Comme beaucoup de personne qui décide de changer de genre, Eve avait beaucoup de questions et de craintes, mais elle souligne que la plupart ne se sont pas concrétisées.

Elle s'était bien préparée en allant chercher du soutien psychologique et elle avait préparé des stratégies afin que son choix ne pèse pas sur ses filles.

Par exemple, si elles se retrouvaient toutes ensemble dans un contexte social, ses filles pouvaient la faire passer pour une amie de la famille et même de lui choisir un autre prénom féminin. Elle ne les a pas forcées non plus à l’appeler maman.
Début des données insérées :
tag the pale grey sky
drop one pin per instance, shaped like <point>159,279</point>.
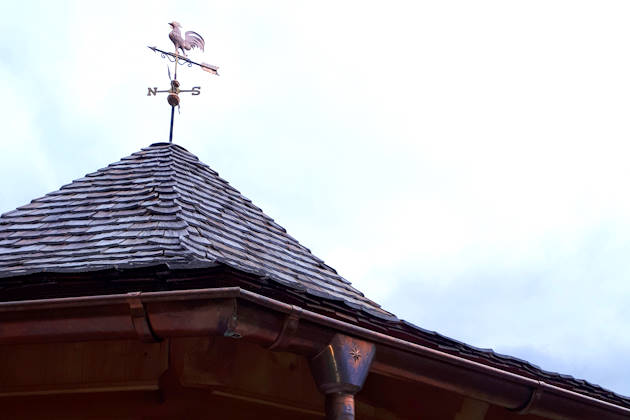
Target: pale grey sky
<point>462,163</point>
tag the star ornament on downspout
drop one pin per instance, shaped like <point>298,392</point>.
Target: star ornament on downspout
<point>189,41</point>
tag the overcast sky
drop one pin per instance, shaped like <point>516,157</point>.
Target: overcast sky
<point>463,163</point>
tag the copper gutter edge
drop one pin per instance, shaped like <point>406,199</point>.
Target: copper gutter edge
<point>394,357</point>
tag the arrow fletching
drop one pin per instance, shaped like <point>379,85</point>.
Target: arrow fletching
<point>209,68</point>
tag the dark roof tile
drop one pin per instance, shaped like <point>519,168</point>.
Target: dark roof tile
<point>162,206</point>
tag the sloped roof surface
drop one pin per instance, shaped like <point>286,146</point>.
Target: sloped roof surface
<point>161,205</point>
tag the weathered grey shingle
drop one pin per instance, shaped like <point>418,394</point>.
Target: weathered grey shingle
<point>161,205</point>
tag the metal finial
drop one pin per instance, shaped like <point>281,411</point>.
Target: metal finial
<point>189,41</point>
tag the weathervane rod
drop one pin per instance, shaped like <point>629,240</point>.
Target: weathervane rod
<point>189,41</point>
<point>170,136</point>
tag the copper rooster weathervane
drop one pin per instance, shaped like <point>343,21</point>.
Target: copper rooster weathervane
<point>189,41</point>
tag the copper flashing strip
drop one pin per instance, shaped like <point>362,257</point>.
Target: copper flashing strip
<point>289,327</point>
<point>533,400</point>
<point>211,311</point>
<point>140,319</point>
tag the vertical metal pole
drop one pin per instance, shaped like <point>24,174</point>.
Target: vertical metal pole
<point>170,137</point>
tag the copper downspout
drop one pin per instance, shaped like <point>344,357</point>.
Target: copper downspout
<point>236,312</point>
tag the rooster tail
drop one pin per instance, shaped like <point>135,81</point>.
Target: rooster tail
<point>194,40</point>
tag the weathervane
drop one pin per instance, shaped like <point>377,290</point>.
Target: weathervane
<point>189,41</point>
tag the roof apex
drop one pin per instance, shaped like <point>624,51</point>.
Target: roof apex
<point>161,205</point>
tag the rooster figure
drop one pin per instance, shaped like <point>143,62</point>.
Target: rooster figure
<point>190,40</point>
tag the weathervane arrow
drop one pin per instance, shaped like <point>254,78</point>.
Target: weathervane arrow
<point>189,41</point>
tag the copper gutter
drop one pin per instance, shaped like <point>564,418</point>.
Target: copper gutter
<point>235,312</point>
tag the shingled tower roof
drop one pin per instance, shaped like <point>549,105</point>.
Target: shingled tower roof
<point>162,207</point>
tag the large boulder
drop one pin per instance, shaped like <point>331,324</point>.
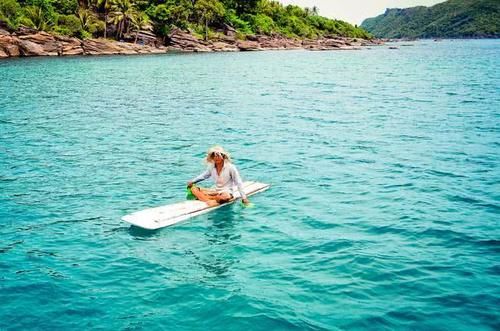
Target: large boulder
<point>247,45</point>
<point>224,47</point>
<point>99,47</point>
<point>9,46</point>
<point>185,41</point>
<point>40,43</point>
<point>29,48</point>
<point>70,46</point>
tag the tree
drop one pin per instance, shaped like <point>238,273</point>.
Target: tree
<point>105,4</point>
<point>139,22</point>
<point>36,18</point>
<point>208,11</point>
<point>121,13</point>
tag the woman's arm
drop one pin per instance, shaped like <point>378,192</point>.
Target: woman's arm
<point>206,174</point>
<point>235,175</point>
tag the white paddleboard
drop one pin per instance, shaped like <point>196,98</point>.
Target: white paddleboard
<point>159,217</point>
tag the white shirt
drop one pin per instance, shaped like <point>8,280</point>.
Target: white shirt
<point>228,178</point>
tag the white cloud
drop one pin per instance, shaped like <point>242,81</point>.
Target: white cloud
<point>355,11</point>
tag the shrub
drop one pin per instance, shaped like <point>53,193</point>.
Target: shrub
<point>68,25</point>
<point>263,24</point>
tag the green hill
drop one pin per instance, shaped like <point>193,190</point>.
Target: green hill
<point>450,19</point>
<point>117,18</point>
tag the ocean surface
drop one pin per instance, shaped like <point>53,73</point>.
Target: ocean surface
<point>383,213</point>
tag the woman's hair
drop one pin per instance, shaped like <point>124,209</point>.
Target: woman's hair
<point>217,150</point>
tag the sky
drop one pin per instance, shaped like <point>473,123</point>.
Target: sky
<point>355,11</point>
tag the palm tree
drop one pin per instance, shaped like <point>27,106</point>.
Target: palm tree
<point>37,18</point>
<point>87,20</point>
<point>139,21</point>
<point>106,4</point>
<point>121,12</point>
<point>208,11</point>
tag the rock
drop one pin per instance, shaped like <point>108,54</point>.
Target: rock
<point>22,30</point>
<point>29,48</point>
<point>48,43</point>
<point>185,41</point>
<point>99,47</point>
<point>70,46</point>
<point>246,45</point>
<point>9,45</point>
<point>224,47</point>
<point>229,31</point>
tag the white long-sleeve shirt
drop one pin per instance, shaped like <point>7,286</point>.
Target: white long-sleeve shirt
<point>225,182</point>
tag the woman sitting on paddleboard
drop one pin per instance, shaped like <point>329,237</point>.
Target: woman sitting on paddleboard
<point>225,176</point>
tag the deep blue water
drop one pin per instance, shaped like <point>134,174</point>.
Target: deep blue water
<point>383,212</point>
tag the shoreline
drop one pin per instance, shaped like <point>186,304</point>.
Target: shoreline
<point>26,42</point>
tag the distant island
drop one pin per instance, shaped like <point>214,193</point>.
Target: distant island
<point>450,19</point>
<point>92,27</point>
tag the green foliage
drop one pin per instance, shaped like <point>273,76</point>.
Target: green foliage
<point>10,11</point>
<point>35,17</point>
<point>65,7</point>
<point>169,14</point>
<point>450,19</point>
<point>263,24</point>
<point>267,17</point>
<point>89,22</point>
<point>68,25</point>
<point>235,21</point>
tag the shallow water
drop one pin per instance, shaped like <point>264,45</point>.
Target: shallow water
<point>383,212</point>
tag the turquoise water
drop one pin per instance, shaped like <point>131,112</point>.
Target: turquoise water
<point>383,212</point>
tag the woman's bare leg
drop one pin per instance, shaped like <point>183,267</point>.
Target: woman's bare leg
<point>202,196</point>
<point>210,199</point>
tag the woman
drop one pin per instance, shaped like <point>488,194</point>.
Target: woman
<point>225,175</point>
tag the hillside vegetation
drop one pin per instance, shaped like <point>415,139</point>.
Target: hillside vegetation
<point>116,18</point>
<point>450,19</point>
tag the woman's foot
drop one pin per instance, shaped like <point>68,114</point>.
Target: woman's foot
<point>212,203</point>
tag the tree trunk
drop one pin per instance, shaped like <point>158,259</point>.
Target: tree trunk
<point>105,24</point>
<point>206,29</point>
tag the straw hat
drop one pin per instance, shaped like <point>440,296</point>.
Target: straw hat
<point>217,150</point>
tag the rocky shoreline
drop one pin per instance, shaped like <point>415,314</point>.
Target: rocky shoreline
<point>26,42</point>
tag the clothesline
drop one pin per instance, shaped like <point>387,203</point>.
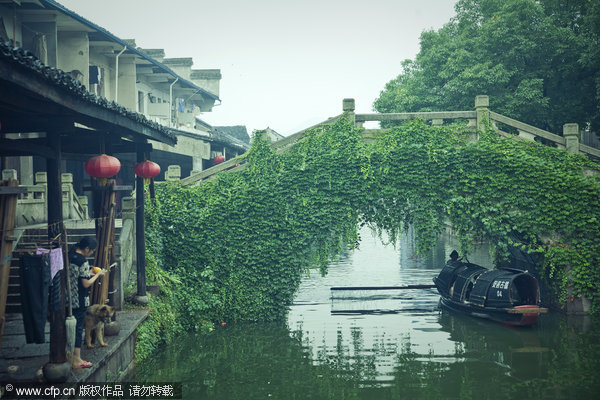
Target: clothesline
<point>56,224</point>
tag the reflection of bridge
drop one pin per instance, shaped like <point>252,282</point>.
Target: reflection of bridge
<point>476,119</point>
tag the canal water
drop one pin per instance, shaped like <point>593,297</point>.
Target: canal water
<point>392,344</point>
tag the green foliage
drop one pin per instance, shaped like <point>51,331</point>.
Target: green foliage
<point>240,244</point>
<point>235,248</point>
<point>537,60</point>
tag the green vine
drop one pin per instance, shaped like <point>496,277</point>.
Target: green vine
<point>235,248</point>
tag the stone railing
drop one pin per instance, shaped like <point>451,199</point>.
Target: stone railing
<point>32,206</point>
<point>570,140</point>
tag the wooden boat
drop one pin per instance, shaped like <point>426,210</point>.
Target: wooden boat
<point>506,295</point>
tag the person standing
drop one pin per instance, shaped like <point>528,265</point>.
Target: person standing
<point>82,278</point>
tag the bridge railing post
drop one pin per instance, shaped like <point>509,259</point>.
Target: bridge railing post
<point>482,104</point>
<point>348,109</point>
<point>571,135</point>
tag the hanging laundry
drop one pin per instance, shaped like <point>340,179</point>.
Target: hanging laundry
<point>56,259</point>
<point>54,295</point>
<point>34,275</point>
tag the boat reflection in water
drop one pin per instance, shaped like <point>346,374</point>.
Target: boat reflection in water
<point>506,295</point>
<point>518,350</point>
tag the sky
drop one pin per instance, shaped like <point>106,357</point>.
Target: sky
<point>286,65</point>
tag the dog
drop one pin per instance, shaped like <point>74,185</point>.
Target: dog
<point>95,317</point>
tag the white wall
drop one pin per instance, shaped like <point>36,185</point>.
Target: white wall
<point>73,54</point>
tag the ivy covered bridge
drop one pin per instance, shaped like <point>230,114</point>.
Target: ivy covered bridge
<point>242,240</point>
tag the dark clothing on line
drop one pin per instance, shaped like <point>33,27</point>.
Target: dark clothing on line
<point>79,314</point>
<point>81,269</point>
<point>34,274</point>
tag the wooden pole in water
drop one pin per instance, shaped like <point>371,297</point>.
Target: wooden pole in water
<point>383,287</point>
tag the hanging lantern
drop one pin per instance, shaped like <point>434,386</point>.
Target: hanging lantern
<point>102,167</point>
<point>147,170</point>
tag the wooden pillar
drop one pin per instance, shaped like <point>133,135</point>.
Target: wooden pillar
<point>58,363</point>
<point>140,237</point>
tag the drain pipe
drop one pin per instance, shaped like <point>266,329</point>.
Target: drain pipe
<point>171,102</point>
<point>117,74</point>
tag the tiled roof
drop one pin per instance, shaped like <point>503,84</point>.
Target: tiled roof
<point>57,77</point>
<point>237,131</point>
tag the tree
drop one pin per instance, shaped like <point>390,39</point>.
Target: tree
<point>539,61</point>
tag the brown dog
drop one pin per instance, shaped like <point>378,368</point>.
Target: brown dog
<point>95,317</point>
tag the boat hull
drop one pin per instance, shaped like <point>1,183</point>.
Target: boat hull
<point>523,315</point>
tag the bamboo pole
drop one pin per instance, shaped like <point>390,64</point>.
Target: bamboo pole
<point>8,211</point>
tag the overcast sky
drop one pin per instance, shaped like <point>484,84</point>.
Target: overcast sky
<point>286,64</point>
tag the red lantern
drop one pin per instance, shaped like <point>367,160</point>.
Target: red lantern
<point>102,167</point>
<point>147,170</point>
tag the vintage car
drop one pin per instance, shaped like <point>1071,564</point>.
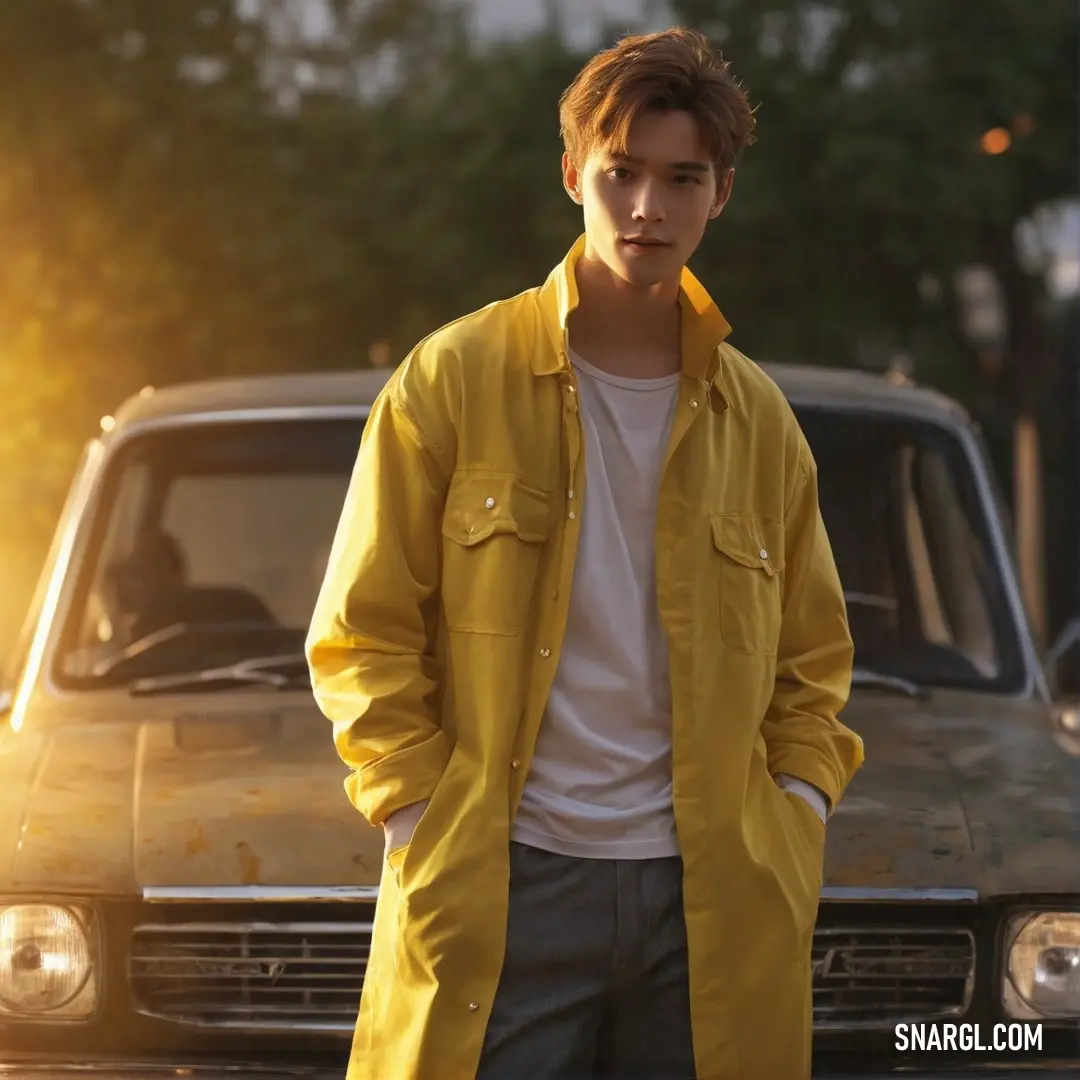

«Je ne suis pas devenu une maman soudainement. C’est seulement des noms. D’abord que tout le monde est à l’aise avec ça, moi, il n’y a pas de problème.» - Eve Jutras

« Pour eux autres, j’ai toujours été leur papa. Ça serait un peu bizarre de se mettre à appeler leur père "maman" », explique-t-elle. « Les anciens psychologues forçaient les personnes trans à se faire appeler maman [parce qu’assez souvent] c’était des hommes qui devenaient des femmes. […] Ça cause des conflits ou des problèmes. C’est pour ça que je leur ai offert de m’appeler même par un autre nom, que papa et maman. »

Tout ne fut pas rose pour autant, surtout la période d’entre-deux, quand sa voix oscillait entre un timbre grave et plus haut perché. Eve admet que sa cadette a eu de la difficulté à gérer ce passage d’un genre à l’autre.

Ses enfants, sa fierté

Eve fait valoir avec fierté qu’elle n’a pas eu besoin « d’armer » ses filles pour qu’elles sachent se protéger vis-à-vis des opinions des autres.

« Une de mes filles m’a dit que leur mère avait mentionné quelque chose de négatif par rapport à moi, puis la façon dont ma fille lui a dit… Elle lui a dit que pour elle, c’était normal que j’aie fait ça.

Elle était déjà équipée à savoir comment "dealer" même avec l’opinion de sa mère », raconte-t-elle, sans chercher à accabler son ancienne conjointe au passage. « C’est normal, assez souvent les conjoints ou les conjointes d’une personne trans ont plus de difficulté que les gens en général. »

«Je trouve que cela a apporté quelque chose dans leur vie, puis elles, elles apportent quelque chose dans ma vie, donc ça vient apporter du plus.» - Eve Jutras

Elle se plaît aussi à rappeler comment elle en est venue à effectuer des interventions dans un cégep après que sa fille a confié à son professeur que son père était transgenre.

« Je pense qu’elle a tellement donné un message positif par rapport à son père et sa relation avec son père que le professeur lui a demandé si je serais intéressée à aller [faire des présentations] dans les cours », s’enorgueillit-elle.

3 questions sur la transparentalité auxquelles Eve est parfois confrontée

1- Comment est-ce que c'est que d'avoir des enfants lorsque l'on est parent transgenre?

Réponse: C'est comme tous les autres parents : faire à manger, corriger les devoirs, bien les élever, les consoler et leur donner beaucoup, beaucoup, beaucoup d'amour!

2- C'est normal d'avoir des enfants lorsque l'on est transgenre?

Réponse: Il y a bien des enfants sans parents. Des enfants avec un seul parent. Des enfants qui sont adopté(e)s. Des enfants qui ont deux parents du même sexe (gaie ou lesbienne). Et même des enfants qui ont quatre parents (dont la mère et le père sont en couple avec quelqu'un d'autre). Il n'y a aucun mal à cela... Il y a pourtant bien des parents hétéros cisgenres qui sont de très mauvais parents! C'est quoi avoir une famille normale?

3- Pourquoi les personnes transgenres ne se font pas stériliser avant de faire leur transition?

Réponse: Il y a bien des gens qui ne peuvent pas avoir d'enfants et on leur permet d'en faire l'adoption. Et que faites-vous de ceux qui ont eu des enfants avant leur transition? Les enfants de parents trans ont beaucoup moins de jugements que les enfants de parents cisgenres.

Cisgenre : Se dit d'une personne dont l’identité de genre correspond à l'expression de genre. Par extension, le cissexisme est un système de pensée institutionnalisé faisant de la cissexualité, c’est-à-dire la correspondance entre l’identité de genre d’une personne et son sexe biologique, la norme unique à suivre en matière d’identité de genre.